Ignazio Cassis, l’homme aux deux visages

 

Depuis dimanche, Pierre Maudet, en vacances jusqu’à ce vendredi, sillonne la Suisse accompagné de Sébastien Leprat, un fin connaisseur de la Berne fédérale, membre du PLR et en congé temporaire de sa fonction de responsable des relations extérieures de l’Aéroport de Genève. Après une apparition au Marché-concours de Saignelégier, où il a croisé Ignazio Cassis, il s’est lancé dans ce qu’il appelle lui-même un «marathon» électoral à travers la Suisse alémanique.

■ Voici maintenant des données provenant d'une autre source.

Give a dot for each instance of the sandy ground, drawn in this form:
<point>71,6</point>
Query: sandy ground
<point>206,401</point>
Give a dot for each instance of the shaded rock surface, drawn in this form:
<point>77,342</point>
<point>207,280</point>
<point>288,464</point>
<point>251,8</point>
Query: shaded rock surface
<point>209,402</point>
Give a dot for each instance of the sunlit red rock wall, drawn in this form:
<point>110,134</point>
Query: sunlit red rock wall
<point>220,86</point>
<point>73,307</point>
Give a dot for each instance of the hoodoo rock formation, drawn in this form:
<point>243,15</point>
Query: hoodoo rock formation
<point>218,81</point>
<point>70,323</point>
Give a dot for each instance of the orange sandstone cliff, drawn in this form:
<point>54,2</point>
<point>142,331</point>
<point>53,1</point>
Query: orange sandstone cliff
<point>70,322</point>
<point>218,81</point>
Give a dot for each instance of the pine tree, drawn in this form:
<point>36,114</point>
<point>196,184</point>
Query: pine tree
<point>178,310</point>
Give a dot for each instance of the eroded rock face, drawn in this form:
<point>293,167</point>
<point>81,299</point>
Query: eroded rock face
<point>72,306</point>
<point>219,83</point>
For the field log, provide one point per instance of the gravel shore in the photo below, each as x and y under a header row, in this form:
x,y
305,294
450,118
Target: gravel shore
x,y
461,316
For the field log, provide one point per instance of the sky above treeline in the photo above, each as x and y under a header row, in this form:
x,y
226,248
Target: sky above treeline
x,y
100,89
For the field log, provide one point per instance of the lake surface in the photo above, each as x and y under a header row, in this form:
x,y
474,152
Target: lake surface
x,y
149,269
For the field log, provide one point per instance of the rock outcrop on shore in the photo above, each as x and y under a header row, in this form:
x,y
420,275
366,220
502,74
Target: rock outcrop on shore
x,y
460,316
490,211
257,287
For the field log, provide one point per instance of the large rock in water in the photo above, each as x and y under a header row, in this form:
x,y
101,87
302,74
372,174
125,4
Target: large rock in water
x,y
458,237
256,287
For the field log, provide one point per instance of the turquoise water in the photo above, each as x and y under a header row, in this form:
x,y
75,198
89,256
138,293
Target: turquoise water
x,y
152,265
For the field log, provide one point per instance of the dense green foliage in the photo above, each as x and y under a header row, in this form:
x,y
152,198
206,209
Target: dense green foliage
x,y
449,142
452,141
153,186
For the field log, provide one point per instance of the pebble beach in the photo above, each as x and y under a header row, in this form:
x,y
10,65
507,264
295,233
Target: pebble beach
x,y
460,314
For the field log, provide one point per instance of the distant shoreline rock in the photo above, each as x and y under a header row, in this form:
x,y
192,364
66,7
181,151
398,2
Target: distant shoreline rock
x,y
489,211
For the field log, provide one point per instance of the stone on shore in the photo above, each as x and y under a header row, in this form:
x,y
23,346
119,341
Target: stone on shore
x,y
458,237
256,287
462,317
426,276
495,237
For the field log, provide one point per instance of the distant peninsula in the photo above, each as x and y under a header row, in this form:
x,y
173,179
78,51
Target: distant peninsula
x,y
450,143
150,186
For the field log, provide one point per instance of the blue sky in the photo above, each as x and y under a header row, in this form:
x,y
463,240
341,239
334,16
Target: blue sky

Son budget de campagne est connu: 20 000 francs, la moitié étant payée de sa poche et l’autre par le PLR genevois. A Berne, mais aussi à Zurich et dans d’autres villes d’outre-Sarine, il a rencontré de nombreux membres du parti, des représentants de l’économie et a pu profiter de la reprise des séances de commissions parlementaires pour discuter avec de nombreux élus fédéraux. «Notamment des conseillers aux Etats, qui sont souvent d’anciens collègues rencontrés dans les conférences gouvernementales intercantonales où je siège. J’utilise le réseau des cantons», détaille-t-il.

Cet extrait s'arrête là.